Con particolare riguardo alla rimozione, si evidenzia che non rileva soltanto la materiale asportazione, dal dispositivo, dei congegni di sicurezza, ma anche ogni attività che ne frustra il funzionamento in relazione alla finalità antinfortunistica cui essi sono predisposti.
La sanzione penale prevista è la reclusione da 6 mesi a 10 anni.
Tuttavia, se dal fatto deriva un disastro o un infortunio, la pena è della reclusione da 3 a 10 anni.
Si procede d’ufficio e la competenza è del Tribunale monocratico.
Occorre poi precisare che in caso di condanna viene applicata la pena accessoria dell’incapacità di contrarre con la P.A. di cui agli artt. 19, n.5 e 32 quater, qualora il delitto sia stato commesso in occasione dell’esercizio di una attività imprenditoriale.

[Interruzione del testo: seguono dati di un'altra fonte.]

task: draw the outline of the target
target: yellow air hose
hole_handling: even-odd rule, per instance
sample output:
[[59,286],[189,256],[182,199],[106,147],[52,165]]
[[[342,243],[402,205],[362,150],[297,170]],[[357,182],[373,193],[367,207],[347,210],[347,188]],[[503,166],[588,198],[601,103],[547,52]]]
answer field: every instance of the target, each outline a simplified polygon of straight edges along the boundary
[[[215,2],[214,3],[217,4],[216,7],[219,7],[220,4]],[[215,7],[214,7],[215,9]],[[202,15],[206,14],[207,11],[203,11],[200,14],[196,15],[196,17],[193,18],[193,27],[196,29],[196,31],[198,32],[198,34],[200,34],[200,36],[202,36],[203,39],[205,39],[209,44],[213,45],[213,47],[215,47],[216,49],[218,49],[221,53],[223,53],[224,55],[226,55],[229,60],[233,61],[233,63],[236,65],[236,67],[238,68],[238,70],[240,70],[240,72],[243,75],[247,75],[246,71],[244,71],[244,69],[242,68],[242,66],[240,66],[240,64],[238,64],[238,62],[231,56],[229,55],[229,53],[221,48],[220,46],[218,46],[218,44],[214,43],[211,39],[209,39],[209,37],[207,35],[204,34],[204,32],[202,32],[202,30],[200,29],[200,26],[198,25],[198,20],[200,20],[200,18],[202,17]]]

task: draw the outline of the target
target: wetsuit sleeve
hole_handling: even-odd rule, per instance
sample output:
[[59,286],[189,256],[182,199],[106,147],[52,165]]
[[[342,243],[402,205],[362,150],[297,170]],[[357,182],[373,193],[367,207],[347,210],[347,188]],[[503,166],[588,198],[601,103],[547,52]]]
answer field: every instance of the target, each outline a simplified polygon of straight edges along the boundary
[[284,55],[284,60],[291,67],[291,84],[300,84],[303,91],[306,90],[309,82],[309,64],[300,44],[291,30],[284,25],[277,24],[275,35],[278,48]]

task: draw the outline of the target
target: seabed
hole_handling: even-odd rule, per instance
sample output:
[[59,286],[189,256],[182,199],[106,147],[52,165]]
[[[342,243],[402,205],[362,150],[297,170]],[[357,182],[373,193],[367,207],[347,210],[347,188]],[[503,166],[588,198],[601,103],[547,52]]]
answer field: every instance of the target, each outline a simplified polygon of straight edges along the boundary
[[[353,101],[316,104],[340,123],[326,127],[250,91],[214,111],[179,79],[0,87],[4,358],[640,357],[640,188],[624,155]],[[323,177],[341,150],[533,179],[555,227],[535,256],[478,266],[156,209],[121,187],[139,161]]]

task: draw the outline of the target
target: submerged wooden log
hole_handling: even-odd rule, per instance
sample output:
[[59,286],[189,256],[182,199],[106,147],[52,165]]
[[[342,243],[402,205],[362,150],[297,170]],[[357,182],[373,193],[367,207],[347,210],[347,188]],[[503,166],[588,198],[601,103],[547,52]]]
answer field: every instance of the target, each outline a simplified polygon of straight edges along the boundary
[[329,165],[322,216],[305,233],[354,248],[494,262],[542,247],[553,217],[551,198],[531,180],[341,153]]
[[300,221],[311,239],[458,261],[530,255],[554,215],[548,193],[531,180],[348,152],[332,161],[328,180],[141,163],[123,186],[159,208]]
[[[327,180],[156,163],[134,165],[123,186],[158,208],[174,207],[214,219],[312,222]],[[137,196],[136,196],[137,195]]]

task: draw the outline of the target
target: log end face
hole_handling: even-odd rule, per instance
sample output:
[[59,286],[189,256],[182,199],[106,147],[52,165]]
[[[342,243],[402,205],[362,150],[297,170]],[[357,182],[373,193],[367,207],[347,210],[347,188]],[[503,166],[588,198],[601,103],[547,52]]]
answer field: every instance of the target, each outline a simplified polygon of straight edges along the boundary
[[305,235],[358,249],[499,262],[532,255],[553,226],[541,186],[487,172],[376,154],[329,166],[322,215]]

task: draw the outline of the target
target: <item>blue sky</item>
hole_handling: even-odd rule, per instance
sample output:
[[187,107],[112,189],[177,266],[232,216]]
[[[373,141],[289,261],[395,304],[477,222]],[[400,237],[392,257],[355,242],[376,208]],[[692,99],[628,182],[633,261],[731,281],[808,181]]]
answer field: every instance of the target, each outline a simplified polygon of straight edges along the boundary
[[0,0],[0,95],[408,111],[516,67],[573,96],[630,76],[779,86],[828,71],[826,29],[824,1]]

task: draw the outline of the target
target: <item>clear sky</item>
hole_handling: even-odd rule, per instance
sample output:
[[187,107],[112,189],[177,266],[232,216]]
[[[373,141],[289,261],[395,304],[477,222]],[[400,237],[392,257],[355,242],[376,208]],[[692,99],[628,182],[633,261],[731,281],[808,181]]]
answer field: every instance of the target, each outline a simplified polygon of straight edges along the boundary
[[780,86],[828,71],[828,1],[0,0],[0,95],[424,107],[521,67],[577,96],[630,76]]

Omissione colposa di cautele o difese contro disastri o infortuni sul lavoro (art. 451 del codice penale).
La norma in esame punisce la condotta colposa del datore di lavoro che omette di collocare, ovvero rimuove o rende inservibili apparecchi o altri mezzi destinati all’estinzione di un incendio, o al salvataggio o al soccorso contro disastri o infortuni sul lavoro. Lo scopo, dunque, è quello di assicurare la costante presenza ed efficienza delle cautele preventive e delle difese che sono state predisposte.
La pena è della reclusione fino a 1 anno o la multa fino a 516 euro.
Si procede d’ufficio e la competenza è del Tribunale monocratico.